Rockefeller’s philanthropy is nearly matched by that of Andrew Carnegie, another industrialist who turned to charity in his later years. Carnegie, born into a working-class family in Scotland, made a fortune in the United States from steel manufacturing. But as he reached retirement age, Carnegie turned his good business sense toward charity, hoping to help more Americans become upwardly mobile through education. A lifelong promoter of universal literacy, Carnegie donated millions of dollars to public libraries throughout the world, helping the very notion of free libraries to gain a foothold in America. He also founded the Carnegie Institute of Technology—today part of the prestigious Carnegie Mellon University. His investments in education are rivaled only by those of Leland Stanford, the railroad magnate whose donations—about $1 billion in today’s dollars—created Stanford University.

Other industrialist-philanthropists turned to the arts as a means of shedding their riches by enriching the public. Henry Clay Frick, known as one of the most ruthless industrialists in American history, is also one of the country’s most important patrons of the arts. A steel and railroad baron, Frick spent much of his wealth on paintings, from early Renaissance to Baroque and Romantic. In his final decades, he displayed the paintings in his massive mansion on New York’s Fifth Avenue, which he bequeathed to be converted into a museum following his death. William Henry Vanderbilt, son of Cornelius Vanderbilt, the infamous railroad tycoon, collected and then donated hundreds of paintings to the Metropolitan Museum of Art. And the industrialist (and later Secretary of the Treasury) Andrew Mellon’s massive donation of paintings to the federal government still forms the core of the National Gallery of Art in Washington, D.C.

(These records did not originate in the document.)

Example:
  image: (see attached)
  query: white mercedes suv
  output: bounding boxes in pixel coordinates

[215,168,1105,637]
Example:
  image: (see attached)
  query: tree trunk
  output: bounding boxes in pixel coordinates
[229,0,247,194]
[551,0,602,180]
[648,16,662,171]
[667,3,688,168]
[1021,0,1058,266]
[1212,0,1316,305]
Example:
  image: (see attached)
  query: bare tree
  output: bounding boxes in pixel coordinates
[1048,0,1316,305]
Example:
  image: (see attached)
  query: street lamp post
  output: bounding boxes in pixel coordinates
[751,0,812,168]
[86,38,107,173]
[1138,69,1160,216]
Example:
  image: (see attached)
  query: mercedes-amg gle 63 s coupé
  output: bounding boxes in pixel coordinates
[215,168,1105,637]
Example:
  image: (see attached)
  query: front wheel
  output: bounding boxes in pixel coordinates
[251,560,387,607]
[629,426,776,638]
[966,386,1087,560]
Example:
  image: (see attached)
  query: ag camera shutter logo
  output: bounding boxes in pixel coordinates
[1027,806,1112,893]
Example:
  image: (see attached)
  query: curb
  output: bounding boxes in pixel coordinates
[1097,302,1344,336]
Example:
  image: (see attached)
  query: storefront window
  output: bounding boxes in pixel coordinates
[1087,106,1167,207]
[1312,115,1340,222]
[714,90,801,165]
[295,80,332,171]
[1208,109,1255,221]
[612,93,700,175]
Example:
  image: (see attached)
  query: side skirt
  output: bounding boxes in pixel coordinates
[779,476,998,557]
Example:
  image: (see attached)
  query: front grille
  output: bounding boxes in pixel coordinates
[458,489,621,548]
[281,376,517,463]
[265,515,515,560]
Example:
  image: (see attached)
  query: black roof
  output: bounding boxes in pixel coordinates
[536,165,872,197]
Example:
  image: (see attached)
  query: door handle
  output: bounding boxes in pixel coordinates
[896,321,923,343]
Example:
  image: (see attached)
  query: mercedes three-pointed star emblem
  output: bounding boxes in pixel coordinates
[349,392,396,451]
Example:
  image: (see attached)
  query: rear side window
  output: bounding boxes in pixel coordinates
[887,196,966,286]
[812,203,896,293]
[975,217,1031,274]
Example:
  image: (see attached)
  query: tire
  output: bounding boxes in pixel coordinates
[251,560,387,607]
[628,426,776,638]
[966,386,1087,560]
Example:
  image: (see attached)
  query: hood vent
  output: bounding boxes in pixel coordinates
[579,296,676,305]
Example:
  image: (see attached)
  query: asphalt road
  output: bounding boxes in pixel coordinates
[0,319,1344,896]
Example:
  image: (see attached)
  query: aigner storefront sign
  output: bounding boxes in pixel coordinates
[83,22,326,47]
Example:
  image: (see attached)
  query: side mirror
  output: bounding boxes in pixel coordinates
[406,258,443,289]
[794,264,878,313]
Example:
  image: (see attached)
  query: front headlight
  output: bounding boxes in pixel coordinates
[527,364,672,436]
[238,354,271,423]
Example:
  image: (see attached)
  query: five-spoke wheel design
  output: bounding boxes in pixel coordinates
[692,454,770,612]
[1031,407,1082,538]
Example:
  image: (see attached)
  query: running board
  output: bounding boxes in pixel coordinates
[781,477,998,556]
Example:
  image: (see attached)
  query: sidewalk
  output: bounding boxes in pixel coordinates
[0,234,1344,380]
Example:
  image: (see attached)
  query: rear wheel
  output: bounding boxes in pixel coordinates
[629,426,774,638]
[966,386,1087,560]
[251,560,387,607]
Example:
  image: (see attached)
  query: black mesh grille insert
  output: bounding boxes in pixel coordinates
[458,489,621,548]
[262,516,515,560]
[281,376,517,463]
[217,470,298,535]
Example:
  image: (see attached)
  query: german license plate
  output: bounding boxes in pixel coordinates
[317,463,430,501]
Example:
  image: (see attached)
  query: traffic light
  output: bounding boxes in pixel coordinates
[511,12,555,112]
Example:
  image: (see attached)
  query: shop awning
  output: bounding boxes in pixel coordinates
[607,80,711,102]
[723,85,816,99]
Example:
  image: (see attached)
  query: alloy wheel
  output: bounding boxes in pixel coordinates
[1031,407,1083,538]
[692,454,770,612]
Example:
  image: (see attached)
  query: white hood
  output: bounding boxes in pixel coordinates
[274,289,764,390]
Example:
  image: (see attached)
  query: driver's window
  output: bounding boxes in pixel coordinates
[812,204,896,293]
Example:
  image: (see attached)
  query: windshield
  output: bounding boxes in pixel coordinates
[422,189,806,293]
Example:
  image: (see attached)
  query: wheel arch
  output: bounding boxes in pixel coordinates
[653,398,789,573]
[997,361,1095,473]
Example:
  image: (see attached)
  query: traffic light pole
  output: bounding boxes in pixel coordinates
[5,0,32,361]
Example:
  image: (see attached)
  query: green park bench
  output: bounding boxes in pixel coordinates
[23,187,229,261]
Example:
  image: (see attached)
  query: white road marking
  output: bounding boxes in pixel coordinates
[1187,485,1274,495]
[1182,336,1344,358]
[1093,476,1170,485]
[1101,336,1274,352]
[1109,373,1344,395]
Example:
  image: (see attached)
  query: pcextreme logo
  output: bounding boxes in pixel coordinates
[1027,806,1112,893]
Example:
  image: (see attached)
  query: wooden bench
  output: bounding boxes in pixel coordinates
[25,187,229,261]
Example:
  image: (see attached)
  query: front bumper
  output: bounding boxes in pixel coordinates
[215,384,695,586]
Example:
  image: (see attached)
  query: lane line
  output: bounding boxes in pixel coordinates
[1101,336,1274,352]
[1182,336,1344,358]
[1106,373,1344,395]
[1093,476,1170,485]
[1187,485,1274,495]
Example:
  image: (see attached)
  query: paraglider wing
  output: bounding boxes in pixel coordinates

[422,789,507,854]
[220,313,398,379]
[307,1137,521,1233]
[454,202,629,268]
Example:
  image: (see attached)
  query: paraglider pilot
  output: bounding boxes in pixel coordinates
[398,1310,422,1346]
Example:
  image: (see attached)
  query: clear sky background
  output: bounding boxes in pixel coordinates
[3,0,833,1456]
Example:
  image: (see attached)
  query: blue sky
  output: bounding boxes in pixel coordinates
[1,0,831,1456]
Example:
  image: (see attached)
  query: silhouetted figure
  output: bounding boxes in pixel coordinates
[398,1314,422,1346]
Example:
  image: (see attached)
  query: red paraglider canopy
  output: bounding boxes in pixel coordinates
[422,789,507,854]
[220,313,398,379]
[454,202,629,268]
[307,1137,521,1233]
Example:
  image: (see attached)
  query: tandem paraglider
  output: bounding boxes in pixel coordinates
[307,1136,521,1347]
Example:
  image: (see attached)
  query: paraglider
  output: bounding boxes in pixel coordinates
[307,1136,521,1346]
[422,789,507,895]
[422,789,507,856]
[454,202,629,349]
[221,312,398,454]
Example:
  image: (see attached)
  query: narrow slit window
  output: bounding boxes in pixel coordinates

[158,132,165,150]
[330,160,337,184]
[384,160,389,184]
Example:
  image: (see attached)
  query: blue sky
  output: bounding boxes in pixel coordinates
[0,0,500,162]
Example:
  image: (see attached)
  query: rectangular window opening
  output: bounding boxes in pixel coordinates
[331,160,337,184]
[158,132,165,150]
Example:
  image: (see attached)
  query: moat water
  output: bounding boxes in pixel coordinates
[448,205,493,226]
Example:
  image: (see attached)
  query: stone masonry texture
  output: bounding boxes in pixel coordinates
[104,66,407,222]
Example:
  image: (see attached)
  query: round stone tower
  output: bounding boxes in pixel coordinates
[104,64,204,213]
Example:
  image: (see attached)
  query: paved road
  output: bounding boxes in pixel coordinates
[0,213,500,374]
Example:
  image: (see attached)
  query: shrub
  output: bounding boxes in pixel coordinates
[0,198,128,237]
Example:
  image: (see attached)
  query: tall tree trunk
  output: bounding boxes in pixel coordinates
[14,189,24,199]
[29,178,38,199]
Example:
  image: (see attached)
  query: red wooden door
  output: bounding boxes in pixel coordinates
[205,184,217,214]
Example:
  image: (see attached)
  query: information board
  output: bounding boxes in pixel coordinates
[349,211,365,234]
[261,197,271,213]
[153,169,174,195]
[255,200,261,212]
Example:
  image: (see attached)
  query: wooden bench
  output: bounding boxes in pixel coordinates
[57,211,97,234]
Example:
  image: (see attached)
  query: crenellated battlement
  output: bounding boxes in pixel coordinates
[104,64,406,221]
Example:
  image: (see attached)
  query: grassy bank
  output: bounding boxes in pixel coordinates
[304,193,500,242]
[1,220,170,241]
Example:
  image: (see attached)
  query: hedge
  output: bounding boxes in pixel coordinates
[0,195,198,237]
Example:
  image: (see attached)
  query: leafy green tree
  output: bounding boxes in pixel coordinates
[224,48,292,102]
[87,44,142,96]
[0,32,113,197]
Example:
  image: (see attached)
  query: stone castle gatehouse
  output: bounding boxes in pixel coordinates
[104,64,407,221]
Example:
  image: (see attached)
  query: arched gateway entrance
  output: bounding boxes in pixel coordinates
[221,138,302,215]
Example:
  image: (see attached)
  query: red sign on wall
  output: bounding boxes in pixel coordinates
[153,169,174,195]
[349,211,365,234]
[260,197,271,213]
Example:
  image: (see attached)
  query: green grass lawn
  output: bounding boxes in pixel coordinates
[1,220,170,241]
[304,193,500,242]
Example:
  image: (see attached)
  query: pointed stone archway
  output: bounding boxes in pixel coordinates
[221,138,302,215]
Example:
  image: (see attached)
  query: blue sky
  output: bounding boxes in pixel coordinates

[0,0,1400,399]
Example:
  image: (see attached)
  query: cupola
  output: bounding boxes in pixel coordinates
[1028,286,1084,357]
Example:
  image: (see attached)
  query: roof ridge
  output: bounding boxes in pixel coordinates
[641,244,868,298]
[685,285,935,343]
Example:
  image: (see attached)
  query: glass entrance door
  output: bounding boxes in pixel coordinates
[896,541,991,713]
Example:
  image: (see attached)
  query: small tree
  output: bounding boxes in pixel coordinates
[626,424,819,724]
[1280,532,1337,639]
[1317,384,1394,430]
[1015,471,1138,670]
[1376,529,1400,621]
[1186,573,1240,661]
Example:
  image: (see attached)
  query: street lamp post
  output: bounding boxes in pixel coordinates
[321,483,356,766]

As the Gilded Age ended and the 20th century progressed, many of these industrialist-philanthropists’ generous bequests eventually dried up. Today, however, we are living in another golden age of philanthropy, led by billionaires who are often eager to donate away their fortunes decades before they reach senescence. Warren Buffett, an investment wizard and business mogul, has pledged to give away 99 percent of his considerable wealth now that he has reached old age. He joins Bill Gates, the founder of Microsoft, in that promise, and has already donated billions to the Bill and Melinda Gates Foundation, a pro-health, pro-education private charity of which Buffett is a trustee. The Gateses are well below retirement age, as is Mark Zuckerberg, the 29-year-old billionaire founder of Facebook, who has pledged to give away at least half of his fortune.

Philanthropists in the 21st century, then, don’t feel compelled to wait until senescence before sharing their wealth with the world. They’re happy to begin the process during their younger years for the benefit of the rest of us. The great philanthropists of American history—Rockefeller, Carnegie, Stanford—hit it big early and only gave their fortunes away later in life. But today, you’re never too young to start giving away your wealth.